Efforts by Nokia, Samsung on cloned handsets start to pay off in East Africa

31.07.2012

"We are doing our best in tandem with the standards body, Uganda Revenue Authority and the police, but are not likely to eliminate all 'fake' phones existent in the market," Fred Otunnu, the Corporate Communications officer at UCC said in an email response.

Currently, Uganda is one of the countries in the region with the highest rate of substandard mobile phone devices, a situation that has been attributed to the delay by legislators to enact the anti-counterfeit law. About 30 percent of all purported Nokia mobile phones sold in the local market are counterfeits, compared to 10 percent in Kenya, according to industry insiders.

Market observers believe that if CCK implements the deactivation of all SIM-cards used in counterfeit handsets, the supply in Uganda of cloned handsets could go as high as 40 percent, in effect increasing related revenue and health issues.
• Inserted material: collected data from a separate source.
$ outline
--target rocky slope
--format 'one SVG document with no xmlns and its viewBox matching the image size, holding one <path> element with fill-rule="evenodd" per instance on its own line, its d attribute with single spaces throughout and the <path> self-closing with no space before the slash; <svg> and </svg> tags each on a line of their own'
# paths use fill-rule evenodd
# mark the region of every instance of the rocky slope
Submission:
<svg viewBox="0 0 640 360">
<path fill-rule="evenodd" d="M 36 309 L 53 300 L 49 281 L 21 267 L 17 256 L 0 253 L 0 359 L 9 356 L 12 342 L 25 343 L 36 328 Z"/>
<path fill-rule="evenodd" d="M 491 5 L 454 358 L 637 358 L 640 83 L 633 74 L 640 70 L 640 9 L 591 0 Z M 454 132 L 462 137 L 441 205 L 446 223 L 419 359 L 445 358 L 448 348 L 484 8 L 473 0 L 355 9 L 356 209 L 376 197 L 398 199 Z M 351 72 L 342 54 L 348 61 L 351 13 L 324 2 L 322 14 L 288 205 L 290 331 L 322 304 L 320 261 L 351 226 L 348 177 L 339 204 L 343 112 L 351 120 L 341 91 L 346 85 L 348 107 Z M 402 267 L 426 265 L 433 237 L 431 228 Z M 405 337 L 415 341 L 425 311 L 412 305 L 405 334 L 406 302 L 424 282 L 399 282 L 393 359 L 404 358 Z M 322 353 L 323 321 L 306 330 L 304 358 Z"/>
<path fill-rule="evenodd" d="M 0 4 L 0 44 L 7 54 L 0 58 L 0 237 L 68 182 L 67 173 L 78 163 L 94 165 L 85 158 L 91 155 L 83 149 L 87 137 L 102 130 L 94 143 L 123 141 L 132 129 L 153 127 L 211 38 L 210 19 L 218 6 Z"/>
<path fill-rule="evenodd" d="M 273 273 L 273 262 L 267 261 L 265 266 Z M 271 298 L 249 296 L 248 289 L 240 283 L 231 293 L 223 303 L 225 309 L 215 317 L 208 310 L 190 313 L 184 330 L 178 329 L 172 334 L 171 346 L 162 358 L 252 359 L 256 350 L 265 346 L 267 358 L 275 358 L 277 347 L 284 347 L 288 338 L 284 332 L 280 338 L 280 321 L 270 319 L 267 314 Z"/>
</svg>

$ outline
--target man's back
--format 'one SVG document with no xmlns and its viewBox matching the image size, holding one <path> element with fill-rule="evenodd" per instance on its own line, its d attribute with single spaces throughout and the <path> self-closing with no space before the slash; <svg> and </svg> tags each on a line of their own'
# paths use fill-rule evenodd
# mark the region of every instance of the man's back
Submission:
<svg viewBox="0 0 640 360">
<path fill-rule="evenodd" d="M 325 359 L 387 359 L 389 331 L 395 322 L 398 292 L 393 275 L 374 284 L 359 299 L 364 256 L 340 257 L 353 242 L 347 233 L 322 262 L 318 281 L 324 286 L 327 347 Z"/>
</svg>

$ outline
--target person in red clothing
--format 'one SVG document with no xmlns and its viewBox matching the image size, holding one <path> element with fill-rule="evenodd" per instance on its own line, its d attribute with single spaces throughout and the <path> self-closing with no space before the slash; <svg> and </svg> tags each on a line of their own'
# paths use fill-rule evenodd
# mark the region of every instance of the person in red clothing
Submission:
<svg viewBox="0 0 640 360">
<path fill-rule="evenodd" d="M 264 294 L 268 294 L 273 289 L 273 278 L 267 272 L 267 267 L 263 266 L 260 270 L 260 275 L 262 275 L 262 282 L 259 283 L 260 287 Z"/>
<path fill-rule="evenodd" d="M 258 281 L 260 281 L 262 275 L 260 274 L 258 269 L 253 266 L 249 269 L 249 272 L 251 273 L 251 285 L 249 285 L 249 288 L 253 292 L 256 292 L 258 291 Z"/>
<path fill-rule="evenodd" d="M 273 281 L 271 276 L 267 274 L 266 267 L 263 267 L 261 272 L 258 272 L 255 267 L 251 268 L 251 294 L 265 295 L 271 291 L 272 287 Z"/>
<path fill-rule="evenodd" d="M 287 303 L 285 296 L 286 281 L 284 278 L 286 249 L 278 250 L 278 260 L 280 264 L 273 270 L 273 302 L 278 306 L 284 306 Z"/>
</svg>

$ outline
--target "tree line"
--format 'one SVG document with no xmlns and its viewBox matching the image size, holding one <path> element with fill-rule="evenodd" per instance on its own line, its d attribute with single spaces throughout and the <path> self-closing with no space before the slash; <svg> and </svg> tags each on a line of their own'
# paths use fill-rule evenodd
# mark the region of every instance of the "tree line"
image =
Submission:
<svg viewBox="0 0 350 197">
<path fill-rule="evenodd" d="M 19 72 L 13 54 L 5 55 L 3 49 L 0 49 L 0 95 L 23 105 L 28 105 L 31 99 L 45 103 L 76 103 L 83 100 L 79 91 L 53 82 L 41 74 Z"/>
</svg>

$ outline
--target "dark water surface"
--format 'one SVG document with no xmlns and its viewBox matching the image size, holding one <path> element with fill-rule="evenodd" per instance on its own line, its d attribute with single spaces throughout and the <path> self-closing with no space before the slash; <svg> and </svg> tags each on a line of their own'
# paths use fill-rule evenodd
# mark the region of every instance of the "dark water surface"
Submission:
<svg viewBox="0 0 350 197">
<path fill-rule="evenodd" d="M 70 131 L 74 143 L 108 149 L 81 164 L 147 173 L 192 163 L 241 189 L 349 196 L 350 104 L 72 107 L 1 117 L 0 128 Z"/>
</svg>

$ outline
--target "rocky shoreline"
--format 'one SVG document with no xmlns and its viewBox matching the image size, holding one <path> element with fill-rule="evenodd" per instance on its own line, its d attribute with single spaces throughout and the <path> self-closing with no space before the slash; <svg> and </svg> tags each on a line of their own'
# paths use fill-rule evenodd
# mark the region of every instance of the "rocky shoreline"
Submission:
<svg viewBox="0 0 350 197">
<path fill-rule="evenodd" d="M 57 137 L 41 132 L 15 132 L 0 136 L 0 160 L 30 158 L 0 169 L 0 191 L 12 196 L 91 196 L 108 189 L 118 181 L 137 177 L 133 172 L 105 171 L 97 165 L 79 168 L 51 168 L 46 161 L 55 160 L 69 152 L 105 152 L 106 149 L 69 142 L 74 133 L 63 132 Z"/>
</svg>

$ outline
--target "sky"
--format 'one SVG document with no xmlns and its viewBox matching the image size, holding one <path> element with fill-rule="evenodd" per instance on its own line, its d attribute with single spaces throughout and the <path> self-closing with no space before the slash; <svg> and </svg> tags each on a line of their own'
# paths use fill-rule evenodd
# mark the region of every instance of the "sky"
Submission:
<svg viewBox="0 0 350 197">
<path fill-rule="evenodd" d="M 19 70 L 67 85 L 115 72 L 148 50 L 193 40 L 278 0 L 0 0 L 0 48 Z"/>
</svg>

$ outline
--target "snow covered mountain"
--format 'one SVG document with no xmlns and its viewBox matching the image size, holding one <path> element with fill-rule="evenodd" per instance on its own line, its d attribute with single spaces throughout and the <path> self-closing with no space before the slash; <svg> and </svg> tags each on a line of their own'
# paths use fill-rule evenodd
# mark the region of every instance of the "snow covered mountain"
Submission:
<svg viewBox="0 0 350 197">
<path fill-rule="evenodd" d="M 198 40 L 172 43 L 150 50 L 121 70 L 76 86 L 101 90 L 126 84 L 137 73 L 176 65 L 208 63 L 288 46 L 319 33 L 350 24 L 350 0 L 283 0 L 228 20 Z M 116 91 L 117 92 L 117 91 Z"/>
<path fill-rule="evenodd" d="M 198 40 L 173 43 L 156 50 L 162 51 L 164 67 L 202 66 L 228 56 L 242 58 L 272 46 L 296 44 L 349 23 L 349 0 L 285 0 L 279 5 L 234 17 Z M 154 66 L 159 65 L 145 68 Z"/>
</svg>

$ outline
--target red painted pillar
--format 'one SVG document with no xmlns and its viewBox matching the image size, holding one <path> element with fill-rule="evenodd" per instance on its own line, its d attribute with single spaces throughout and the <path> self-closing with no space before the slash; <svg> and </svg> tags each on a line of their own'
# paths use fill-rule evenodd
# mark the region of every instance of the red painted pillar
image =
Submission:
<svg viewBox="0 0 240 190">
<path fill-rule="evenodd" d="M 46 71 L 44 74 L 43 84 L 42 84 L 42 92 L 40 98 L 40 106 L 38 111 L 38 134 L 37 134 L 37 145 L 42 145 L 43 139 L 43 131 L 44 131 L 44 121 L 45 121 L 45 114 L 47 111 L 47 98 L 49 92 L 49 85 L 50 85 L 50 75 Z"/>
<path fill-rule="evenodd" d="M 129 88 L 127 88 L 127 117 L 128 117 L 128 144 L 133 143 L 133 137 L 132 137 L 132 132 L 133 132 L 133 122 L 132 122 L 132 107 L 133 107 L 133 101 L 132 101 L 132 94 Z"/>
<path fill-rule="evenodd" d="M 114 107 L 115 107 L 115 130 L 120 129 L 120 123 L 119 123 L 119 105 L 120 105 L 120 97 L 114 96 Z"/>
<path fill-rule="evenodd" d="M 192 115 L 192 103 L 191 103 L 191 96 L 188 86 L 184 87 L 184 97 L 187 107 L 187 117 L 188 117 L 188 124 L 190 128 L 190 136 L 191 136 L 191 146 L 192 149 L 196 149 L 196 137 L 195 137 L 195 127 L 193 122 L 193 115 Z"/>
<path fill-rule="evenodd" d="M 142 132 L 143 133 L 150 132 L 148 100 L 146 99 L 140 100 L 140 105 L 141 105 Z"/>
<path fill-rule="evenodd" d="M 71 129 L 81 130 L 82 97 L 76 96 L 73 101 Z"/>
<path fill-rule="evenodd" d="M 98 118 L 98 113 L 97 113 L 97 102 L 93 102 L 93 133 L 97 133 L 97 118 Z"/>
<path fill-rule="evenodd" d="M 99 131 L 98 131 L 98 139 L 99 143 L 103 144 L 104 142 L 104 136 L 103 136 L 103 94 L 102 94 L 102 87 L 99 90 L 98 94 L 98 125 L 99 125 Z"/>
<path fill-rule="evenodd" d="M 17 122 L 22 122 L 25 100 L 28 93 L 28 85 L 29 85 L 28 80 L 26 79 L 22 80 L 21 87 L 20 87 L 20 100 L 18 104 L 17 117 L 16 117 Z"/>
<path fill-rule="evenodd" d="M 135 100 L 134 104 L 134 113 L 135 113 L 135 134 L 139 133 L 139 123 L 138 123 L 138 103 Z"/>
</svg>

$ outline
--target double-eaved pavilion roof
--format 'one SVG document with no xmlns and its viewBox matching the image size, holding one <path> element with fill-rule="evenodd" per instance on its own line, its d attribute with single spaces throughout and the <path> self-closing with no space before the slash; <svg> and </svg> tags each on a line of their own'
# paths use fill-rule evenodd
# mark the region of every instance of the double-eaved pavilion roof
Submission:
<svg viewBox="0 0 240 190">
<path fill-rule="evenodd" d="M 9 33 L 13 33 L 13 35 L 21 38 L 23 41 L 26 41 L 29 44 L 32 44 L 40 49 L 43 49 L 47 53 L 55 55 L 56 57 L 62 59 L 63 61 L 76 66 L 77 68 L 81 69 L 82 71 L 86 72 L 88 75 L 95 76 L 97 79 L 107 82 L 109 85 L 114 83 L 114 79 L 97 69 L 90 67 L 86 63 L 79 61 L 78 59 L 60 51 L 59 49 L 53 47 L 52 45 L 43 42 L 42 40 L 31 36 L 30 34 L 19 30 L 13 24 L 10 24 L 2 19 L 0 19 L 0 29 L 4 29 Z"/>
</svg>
Counterfeit phones are not made with regard to any health regulations.

Nokia officials have been cited in press reports pointing to estimates from the Kenyan Anti Counterfeit Authority that suggest the country loses around $32 million annually through tax evasion on the sale of fake handsets, and estimates that the East Africa region could be losing as much as $200m a year.

Nokia has meanwhile been active in lobbying governments to reduce taxes on mobile handsets, a move that the Kenyan government made and which has been credited in leading to a great reduction in the number of counterfeit devices.